Keeler was just nineteen when she embarked on an affair with John Profumo, the Secretary of State for War in Harold Macmillan’s Conservative government. In a pattern we have seen time and again, Keeler, having been essentially groomed and manipulated by some of the most powerful men in the world, was publicly shamed, mocked and ridiculed, particularly by the press. Much like Bill Clinton and Monika Lewinsky, Profumo was able to rebuild his reputation, while Keeler’s name has been synonymous with scandal ever since the affair. She was institutionally scapegoated as a result of her gender and dirt-poor background, an issue women still contend with today.
Since exploring her life and sculpting a few poems for the event, I have become fascinated by Keeler, by the public’s treatment of her, particularly as she aged, and by the lack of any conceivable change in cultural attitude even sixty years later.
While Pearl and Bone was initially conceived as a poetry collection focused on early motherhood and the female experience, Keeler continued to play on my mind, particularly amidst the #MeToo movement, and the ongoing politic battle surrounding reproductive rights in the USA. Naturally, sexual violence, violence against women, and reclaiming the voices of marginalised female figures began to sneak in to Pearl and Bone, and consequently, a series of poems in the collection are dedicated to Christine Keeler. These poems explore her adolescence, late-term abortion at sixteen, her role at the centre of The Profumo Affair, and her experience in the public eye afterwards. Throughout the collection, Keeler’s story interweaves with my own, as well as with the stories of countless other women – in the throes of labour, Mary paces the stable; postpartum, Mary Wollstonecraft succumbs to a fever, leaving behind her infant daughter; while above us, the moon laments the number of feet that have stormed her surface.
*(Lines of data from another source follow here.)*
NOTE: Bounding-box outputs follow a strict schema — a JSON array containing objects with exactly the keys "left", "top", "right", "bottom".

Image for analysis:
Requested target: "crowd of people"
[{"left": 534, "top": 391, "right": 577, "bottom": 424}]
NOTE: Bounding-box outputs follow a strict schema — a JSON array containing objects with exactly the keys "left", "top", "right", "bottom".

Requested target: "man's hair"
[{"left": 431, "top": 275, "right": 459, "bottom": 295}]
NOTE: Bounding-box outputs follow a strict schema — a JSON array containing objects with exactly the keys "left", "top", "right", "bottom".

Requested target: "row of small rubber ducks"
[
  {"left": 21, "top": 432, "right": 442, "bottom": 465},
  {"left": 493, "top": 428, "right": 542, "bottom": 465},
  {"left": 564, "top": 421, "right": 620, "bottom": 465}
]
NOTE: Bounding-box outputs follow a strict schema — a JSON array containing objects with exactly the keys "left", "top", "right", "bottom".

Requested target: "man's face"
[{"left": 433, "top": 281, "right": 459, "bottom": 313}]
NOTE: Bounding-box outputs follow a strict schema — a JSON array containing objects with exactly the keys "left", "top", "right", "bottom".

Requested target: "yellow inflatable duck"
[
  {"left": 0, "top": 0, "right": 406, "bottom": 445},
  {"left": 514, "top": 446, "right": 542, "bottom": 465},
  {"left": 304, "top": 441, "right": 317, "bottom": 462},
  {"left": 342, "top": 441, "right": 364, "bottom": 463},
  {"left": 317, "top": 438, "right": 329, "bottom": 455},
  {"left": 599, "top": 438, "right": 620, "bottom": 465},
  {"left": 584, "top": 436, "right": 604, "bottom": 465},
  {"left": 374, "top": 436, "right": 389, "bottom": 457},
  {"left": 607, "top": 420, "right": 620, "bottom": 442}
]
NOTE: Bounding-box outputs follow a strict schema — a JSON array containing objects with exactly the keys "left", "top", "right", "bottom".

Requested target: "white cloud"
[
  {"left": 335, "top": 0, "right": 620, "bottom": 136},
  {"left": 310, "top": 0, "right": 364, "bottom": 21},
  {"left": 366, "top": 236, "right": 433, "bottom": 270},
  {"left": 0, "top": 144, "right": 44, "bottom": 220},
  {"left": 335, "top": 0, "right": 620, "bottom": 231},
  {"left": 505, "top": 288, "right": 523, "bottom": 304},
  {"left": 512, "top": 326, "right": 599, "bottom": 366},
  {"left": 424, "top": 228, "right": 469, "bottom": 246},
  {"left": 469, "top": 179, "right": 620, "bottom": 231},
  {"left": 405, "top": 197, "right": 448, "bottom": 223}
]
In this collection, Keeler becomes emblematic of the women world-over who have unduly suffered due to the media, the state, the government, public perception and cultural attitudes.
For more information on Christine Keeler, including the groundbreaking campaign for her pardon, see here.
Flash (Christine Keeler astride an Arne Jacobsen chair, 1963)
A sunless studio in Soho. Smoke curling
____________the stairwell. Trumpet creeping like vines
______from the ground floor. Flash. I did as I was told.
Stood stripped and bare as a newborn foal. Straddled
____________the chair. Leant into its unyielding grain.
______Fizzed at its rigid geometry. The way it cinched the waist,
shielding the softest parts of me. The powdery folds
____________of my belly. Glared at the camera lens like a lover.
______Unabashed. In twenty-nine frames he captured every
fragment – my upper lip bowed like a harp. The small crease
____________between my eyebrows like the pleat of a sheet.
______Defiant wrinkle pressed to my nose. Later,
they listed all the men I’d taken to bed. Asked,
____________are there any you actually loved?
__________________Are there any who loved you?